How to Use Unilateral Exercises to Make Your Whole Body Stronger

menshealth.com - Focusing on one side of your body at a time can make your whole program even more effective.

If your idea of unilateral training is to toss a few single-arm or single-leg exercises into your workout as an afterthought, you’re probably not reaping their full strength-building, injury-proofing benefits. 

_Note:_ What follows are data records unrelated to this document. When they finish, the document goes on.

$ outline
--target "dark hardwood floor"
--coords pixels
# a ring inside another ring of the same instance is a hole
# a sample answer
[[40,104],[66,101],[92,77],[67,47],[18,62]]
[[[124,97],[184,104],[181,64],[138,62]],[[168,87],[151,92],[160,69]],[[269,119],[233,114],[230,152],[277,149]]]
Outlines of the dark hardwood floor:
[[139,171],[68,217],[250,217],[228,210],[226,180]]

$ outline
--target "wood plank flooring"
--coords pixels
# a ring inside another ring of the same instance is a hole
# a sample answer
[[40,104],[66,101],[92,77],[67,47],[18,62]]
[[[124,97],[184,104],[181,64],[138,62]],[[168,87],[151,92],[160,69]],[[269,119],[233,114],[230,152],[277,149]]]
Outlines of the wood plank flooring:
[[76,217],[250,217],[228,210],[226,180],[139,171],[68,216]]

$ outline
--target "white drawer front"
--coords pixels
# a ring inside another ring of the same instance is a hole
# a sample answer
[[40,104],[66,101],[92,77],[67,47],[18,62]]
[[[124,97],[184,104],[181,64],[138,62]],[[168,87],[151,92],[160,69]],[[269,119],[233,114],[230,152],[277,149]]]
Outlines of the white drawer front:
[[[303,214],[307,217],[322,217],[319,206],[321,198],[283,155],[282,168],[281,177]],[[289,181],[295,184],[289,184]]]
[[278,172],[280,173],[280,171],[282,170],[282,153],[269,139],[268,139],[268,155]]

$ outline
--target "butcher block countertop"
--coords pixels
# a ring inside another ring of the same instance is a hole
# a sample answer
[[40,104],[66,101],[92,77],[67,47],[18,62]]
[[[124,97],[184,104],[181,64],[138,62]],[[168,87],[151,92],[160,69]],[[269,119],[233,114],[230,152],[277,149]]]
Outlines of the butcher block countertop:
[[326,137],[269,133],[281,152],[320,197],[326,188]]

Most (if not all) of us are asymmetrical, meaning one limb will almost always be bigger and stronger than the other. That muscle imbalances become most obvious when one limb has to support weight on its own during those unilateral movements (think: single-leg squats and one-arm presses), but if they're too extreme, the disparities can sneak into bilateral exercises as well (think: back squats and pushups).
For example, even if both arms have to work to push you up off the floor, you’re probably using more of one than the other—without even realizing it. “It’s very rare for somebody to have 50-50 weight distribution because almost everyone has a dominant limb,” says Joel Seedman, Ph.D., owner of Advanced Human Performance and author of Movement Redefined.

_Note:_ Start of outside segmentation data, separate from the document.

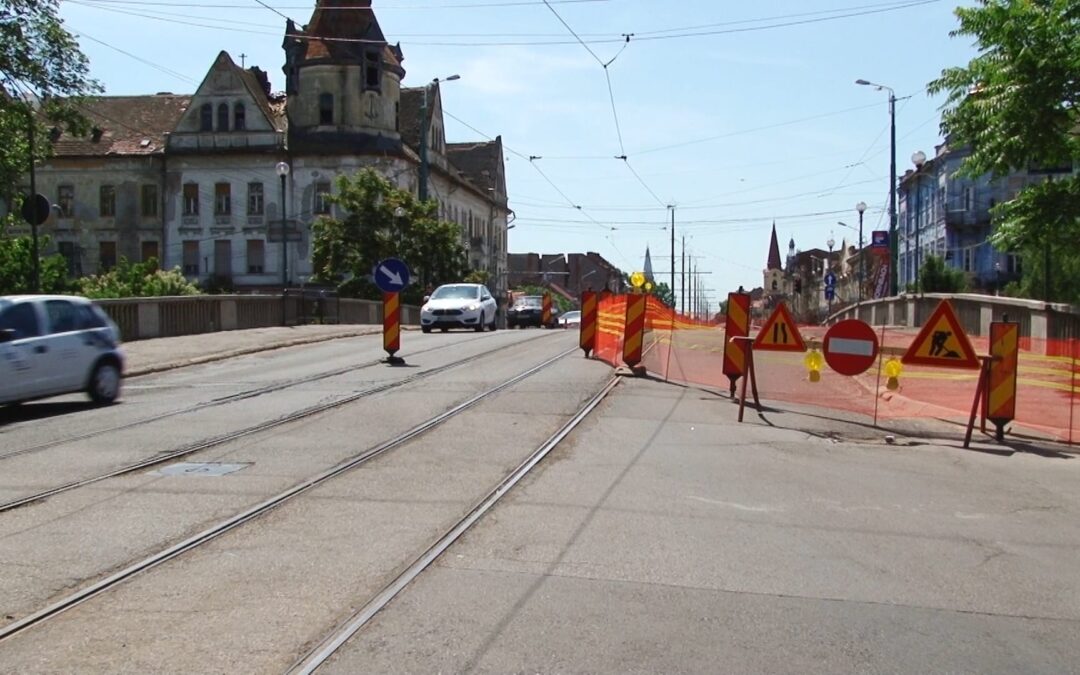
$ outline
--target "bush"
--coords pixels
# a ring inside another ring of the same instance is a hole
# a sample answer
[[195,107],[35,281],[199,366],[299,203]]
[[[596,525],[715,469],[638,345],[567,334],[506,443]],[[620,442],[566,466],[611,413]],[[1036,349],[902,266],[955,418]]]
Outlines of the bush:
[[129,262],[126,258],[120,258],[120,264],[108,272],[84,276],[76,283],[82,295],[98,300],[200,295],[199,287],[184,276],[180,268],[159,270],[153,258],[146,262]]

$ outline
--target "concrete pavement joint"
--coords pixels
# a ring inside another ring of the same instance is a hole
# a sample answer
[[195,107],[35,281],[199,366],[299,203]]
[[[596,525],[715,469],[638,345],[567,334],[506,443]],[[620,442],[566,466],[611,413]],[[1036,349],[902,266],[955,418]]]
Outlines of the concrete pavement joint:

You’ll probably never achieve perfect symmetry between both sides of your body, unfortunately—that's just part of our makeup. That said, you should try to get as close to even as possible, especially if you're shooting for a developed physique. “The more symmetrical we are, the fewer imbalances and compensation patterns we have,” Seedman explains. The result: Greater overall strength and efficiency, as well as a reduced likelihood of injury.
Take the back squat for example. When you squat with muscle imbalances, your chance of injuring your back, knees or hips is markedly increased. Instead of generating force straight up through your core, that force pulls on the body in uneven positions and directions, according to Seedman.
Similarly, running with strength imbalances can up your risk of injury. A 2005 study published in Clinical Journal of Sport Medicine found that runners with single-leg overuse injuries had noticeable strength imbalances between the hip muscles on their injured and non-injured side. Whether the injuries were the cause or the result of the muscle imbalances is unknown—but researchers suggest these findings show a relationship between the two.

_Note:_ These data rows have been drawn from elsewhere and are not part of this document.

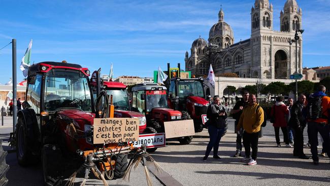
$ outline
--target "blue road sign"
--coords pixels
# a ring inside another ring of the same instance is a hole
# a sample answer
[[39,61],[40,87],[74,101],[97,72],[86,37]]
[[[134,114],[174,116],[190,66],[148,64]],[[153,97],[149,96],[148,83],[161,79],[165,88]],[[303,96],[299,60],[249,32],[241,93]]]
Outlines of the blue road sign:
[[302,74],[291,74],[290,75],[290,79],[301,79],[303,78]]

1. Do unilateral exercises first

“Some people just kind of assume you do the heavy bilateral lift first and then you do the unilateral, but there’s no reason you can’t do it the other way around,” says celebrity trainer Ben Bruno.
Starting your workout with unilateral exercises is actually a great way to activate muscles that would normally be a little lazy during your bilateral exercises. Sure, you run the risk of fatiguing your muscles before your big lift, but Seedman thinks there could be some warmup element at play. “ You may actually be able to lift more weight because the muscles are firing better and more symmetrically,” he says.
Even better, Seedman believes you’ll be less likely to fall back into old compensation patterns where your stronger side picks up the slack.